A Minimal Neural Network with Python
Let's build a simple neural network from scratch using NumPy. This will help demystify what happens beneath the abstraction layers of deep learning frameworks.
import numpy as np
class SimpleNeuralNetwork:
def __init__(self, input_size, hidden_size, output_size):
# Initialize weights randomly
self.W1 = np.random.randn(input_size, hidden_size)
self.b1 = np.zeros((1, hidden_size))
self.W2 = np.random.randn(hidden_size, output_size)
self.b2 = np.zeros((1, output_size))
def relu(self, x):
return np.maximum(0, x)
def softmax(self, x):
exp_x = np.exp(x - np.max(x, axis=1, keepdims=True))
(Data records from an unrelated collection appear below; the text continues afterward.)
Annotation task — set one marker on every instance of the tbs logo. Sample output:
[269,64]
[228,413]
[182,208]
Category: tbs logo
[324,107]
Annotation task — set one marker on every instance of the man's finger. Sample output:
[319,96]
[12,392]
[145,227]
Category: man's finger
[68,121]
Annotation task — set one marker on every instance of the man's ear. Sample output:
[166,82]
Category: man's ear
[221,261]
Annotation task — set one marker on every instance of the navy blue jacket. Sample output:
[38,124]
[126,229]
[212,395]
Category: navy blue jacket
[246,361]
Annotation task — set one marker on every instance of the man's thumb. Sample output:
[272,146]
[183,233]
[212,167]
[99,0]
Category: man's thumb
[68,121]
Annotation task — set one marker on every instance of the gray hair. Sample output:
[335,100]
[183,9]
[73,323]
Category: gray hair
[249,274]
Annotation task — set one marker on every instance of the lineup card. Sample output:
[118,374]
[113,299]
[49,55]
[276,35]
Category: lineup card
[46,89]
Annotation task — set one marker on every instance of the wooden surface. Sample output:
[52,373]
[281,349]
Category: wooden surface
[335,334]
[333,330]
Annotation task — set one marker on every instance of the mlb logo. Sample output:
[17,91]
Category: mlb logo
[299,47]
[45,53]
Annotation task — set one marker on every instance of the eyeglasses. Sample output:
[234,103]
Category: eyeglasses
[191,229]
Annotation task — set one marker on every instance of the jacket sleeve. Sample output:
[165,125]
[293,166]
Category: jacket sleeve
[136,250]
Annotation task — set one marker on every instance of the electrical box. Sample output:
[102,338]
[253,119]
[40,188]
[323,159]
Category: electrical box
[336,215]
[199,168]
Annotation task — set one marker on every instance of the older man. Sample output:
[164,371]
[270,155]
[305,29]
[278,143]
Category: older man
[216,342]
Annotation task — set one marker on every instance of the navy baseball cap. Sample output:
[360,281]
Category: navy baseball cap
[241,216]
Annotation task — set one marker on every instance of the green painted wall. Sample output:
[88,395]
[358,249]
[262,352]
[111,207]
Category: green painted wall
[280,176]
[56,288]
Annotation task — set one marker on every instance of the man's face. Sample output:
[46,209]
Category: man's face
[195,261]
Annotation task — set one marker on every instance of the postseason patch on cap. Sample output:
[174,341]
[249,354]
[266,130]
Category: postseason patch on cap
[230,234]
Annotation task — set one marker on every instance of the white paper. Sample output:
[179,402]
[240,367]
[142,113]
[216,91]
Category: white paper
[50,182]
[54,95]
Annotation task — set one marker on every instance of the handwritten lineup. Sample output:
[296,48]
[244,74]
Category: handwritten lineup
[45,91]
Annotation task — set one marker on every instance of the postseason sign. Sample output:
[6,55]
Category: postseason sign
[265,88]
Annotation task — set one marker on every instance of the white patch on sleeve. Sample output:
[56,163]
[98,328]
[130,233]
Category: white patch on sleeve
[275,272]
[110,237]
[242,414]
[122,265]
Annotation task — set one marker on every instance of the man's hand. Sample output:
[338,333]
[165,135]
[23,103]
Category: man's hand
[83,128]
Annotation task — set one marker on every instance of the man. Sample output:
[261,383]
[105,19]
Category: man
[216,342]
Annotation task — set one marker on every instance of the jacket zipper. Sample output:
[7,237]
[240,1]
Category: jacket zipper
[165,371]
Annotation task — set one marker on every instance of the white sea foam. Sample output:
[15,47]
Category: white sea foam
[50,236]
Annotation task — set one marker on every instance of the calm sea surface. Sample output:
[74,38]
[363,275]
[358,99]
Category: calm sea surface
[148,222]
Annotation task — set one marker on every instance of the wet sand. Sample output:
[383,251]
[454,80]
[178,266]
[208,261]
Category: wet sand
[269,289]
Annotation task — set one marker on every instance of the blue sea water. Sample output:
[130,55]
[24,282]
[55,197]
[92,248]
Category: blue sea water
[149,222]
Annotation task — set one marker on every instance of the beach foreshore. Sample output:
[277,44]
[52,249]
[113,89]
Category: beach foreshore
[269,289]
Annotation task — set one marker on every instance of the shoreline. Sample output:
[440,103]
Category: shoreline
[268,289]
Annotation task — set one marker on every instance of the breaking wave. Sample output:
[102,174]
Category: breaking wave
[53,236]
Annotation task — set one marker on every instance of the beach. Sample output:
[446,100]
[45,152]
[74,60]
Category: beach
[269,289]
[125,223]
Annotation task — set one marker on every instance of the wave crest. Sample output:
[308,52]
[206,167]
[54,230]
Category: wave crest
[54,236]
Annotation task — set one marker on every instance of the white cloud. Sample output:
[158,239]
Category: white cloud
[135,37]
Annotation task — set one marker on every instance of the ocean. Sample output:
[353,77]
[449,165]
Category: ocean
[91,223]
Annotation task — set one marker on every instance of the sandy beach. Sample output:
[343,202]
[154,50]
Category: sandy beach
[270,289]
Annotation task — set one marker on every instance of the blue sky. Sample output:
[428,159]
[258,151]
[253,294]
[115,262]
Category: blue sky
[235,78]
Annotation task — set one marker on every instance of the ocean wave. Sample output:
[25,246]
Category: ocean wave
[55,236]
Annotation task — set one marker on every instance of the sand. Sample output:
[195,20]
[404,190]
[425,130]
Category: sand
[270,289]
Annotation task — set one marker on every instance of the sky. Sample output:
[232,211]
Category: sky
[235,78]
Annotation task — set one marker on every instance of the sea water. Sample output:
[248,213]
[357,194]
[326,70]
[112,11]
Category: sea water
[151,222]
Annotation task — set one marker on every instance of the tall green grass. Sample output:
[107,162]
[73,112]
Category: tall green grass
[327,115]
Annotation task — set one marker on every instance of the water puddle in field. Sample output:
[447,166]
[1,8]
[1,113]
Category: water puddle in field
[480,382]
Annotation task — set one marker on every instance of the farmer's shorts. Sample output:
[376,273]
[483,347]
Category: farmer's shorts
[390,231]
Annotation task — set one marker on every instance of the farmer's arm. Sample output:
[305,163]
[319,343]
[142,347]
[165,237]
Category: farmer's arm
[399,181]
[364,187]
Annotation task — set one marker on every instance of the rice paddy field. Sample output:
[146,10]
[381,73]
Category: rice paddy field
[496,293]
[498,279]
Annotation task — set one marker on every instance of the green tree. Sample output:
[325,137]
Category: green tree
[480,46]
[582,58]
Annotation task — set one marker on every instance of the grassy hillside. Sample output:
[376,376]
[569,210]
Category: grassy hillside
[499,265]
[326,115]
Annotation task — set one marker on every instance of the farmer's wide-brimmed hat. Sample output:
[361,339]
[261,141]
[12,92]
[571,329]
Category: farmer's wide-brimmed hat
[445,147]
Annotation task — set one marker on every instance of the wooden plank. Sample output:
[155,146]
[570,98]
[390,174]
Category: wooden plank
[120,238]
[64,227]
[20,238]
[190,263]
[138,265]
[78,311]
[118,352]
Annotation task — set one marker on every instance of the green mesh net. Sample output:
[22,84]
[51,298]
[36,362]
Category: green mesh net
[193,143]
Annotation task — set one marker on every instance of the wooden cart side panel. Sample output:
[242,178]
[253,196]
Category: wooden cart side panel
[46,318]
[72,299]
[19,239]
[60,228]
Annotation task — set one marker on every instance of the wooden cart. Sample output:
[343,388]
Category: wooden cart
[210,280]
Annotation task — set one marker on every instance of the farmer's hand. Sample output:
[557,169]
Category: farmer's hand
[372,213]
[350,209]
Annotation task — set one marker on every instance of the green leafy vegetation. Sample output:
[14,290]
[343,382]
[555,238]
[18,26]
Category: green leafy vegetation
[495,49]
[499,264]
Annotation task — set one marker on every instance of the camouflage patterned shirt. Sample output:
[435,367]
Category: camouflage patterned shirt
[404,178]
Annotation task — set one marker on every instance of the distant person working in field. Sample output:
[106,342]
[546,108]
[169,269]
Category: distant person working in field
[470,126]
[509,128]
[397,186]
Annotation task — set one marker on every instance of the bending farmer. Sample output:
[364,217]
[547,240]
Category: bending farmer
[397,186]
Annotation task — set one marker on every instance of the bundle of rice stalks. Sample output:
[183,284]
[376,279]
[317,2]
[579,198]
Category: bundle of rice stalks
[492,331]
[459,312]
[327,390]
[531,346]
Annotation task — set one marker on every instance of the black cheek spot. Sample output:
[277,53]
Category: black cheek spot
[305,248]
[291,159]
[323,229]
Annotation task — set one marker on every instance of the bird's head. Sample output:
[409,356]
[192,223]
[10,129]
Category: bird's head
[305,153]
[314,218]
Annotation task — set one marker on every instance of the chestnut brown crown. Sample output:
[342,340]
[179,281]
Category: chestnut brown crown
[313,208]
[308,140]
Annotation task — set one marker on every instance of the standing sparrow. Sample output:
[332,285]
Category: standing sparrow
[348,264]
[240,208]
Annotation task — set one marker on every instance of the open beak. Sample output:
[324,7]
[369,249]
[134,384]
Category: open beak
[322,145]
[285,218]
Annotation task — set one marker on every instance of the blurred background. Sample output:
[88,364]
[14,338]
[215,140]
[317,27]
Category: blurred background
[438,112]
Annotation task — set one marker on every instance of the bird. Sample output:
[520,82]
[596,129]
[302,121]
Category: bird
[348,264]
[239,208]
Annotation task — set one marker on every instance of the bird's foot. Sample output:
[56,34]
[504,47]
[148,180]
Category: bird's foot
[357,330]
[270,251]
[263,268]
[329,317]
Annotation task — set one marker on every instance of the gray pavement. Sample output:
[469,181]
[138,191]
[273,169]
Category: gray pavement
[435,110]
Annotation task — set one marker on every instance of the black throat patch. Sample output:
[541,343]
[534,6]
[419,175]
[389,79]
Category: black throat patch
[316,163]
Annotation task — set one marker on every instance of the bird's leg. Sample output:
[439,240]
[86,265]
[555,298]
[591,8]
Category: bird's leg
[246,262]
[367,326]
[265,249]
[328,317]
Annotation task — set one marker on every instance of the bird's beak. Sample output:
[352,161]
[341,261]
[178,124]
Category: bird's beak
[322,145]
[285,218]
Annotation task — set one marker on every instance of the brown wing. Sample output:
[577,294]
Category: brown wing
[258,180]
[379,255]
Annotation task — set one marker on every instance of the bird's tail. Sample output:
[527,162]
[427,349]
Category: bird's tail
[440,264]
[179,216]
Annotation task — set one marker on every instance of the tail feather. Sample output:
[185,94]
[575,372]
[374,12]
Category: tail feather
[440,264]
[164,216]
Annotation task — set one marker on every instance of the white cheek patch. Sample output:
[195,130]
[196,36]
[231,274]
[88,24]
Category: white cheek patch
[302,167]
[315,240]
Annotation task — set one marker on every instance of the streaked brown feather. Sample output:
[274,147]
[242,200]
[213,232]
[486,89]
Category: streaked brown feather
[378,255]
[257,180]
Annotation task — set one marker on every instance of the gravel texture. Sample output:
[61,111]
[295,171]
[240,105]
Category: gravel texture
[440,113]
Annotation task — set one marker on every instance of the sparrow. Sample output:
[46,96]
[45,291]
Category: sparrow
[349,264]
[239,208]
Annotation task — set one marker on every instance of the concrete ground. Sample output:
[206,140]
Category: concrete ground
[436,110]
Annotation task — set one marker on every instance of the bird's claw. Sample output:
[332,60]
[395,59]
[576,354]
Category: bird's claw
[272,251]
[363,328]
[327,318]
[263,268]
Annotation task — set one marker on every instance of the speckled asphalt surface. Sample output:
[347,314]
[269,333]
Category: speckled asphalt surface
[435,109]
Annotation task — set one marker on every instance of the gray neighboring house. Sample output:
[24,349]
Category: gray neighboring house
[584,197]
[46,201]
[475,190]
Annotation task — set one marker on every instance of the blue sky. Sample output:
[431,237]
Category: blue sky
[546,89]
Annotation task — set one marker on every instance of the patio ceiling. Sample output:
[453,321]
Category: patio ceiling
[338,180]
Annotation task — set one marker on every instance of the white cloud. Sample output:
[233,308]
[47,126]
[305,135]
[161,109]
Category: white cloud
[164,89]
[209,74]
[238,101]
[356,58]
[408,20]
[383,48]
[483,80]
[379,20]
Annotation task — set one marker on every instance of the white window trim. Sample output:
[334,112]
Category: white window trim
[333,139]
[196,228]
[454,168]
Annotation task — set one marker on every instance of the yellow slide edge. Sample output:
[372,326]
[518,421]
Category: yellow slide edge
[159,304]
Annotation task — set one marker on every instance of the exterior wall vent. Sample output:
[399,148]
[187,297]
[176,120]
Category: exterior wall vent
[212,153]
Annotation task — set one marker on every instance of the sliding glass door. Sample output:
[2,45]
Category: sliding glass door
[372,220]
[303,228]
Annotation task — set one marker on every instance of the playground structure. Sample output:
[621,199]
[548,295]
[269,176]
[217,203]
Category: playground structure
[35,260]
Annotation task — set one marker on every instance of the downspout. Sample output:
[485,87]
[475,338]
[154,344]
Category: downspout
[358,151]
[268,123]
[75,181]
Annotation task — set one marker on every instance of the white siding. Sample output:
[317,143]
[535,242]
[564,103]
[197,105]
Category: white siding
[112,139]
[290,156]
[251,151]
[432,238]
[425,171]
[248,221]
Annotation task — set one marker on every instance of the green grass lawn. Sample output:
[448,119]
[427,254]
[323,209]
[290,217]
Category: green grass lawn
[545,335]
return exp_x / exp_x.sum(axis=1, keepdims=True)
def forward(self, X):
self.z1 = X @ self.W1 + self.b1
self.a1 = self.relu(self.z1)
self.z2 = self.a1 @ self.W2 + self.b2
self.output = self.softmax(self.z2)
return self.output
def backward(self, X, y, output, lr=0.01):
m = X.shape[0]
dz2 = output - y # Gradient of softmax + cross-entropy
dW2 = (self.a1.T @ dz2) / m
db2 = dz2.sum(axis=0, keepdims=True) / m
dz1 = dz2 @ self.W2.T * (self.z1 > 0)
dW1 = (X.T @ dz1) / m
db1 = dz1.sum(axis=0, keepdims=True) / m
self.W2 -= lr * dW2
self.b2 -= lr * db2
self.W1 -= lr * dW1
self.b1 -= lr * db1
Understanding the Flow
Forward Pass
Data flows through the network layer by layer. Each neuron computes a weighted sum of its inputs, adds a bias, and applies an activation function. Popular choices include ReLU, sigmoid, and tanh.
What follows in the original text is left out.